Ella le dirigió una profunda mirada que era de todo menos amistosa. El que no hubiera ningún indicio de humor en aquella mirada, fue una clara indicación. Ella giró sus ojos enojados hacia Doyle…

– ¿Quién podría querer herir a la misma Oscuridad? -Su voz sonó enojada, y casi desinteresada. Ella lo sabía, de alguna manera ya lo sabía. ¿Quién demonios había hablado?

– Cuando la Luz aparece, la Oscuridad desaparece- dijo Doyle, en su mejor y más inexpresiva voz.

Ella marcó con sus brillantes uñas pintadas toda la longitud de la espalda de Crystall. Dejando marcas rojas, aunque sin llegar a romper completamente la piel. Crystall giró su cara lejos del espejo y de ella, con miedo, pienso, de no poder controlar su expresión.

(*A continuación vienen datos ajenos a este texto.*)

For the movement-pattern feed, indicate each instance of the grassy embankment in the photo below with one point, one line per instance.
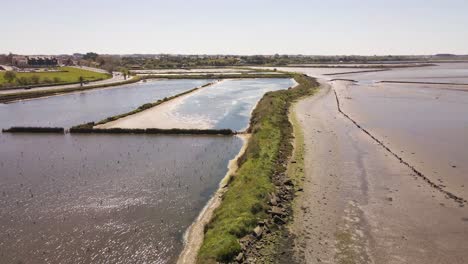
(147, 106)
(245, 201)
(5, 98)
(64, 75)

– ¿Qué luz es tan brillante que puede conquistar a la Oscuridad? – preguntó.

– La de Taranis, Rey de la Luz y la Ilusión. Su mano de poder todavía es poderosa -respondió Doyle, su voz sonó incluso más vacía que antes.

Ella hincó y pasó sus uñas desde las nalgas de Crystall hasta llegar justo por debajo del omóplato, como si pensara en escarbar en la carne de su espalda. La sangre comenzó a mostrarse alrededor de su mano, como el agua cuando fluye de un agujero en la tierra, despacio, filtrándose hacia arriba.

– Pareces preocupada, Meredith. ¿Por qué podría ser? -Su voz era casi casual, excepto por aquel filo de crueldad.

Decidí concentrarme en buscar algo que pudiera distraerla de atormentar al hombre que permanecía en su cama.

– Taranis nos atacó desde el espejo en la oficina del abogado. Hirió a Doyle, y Abeloec. Iba a por mí cuando Galen me sacó de su punto de mira.

– Oh, Dudo que él pensara herirte, Meredith, incluso en su locura. Sospecho que él aspiraba más a darle a Galen.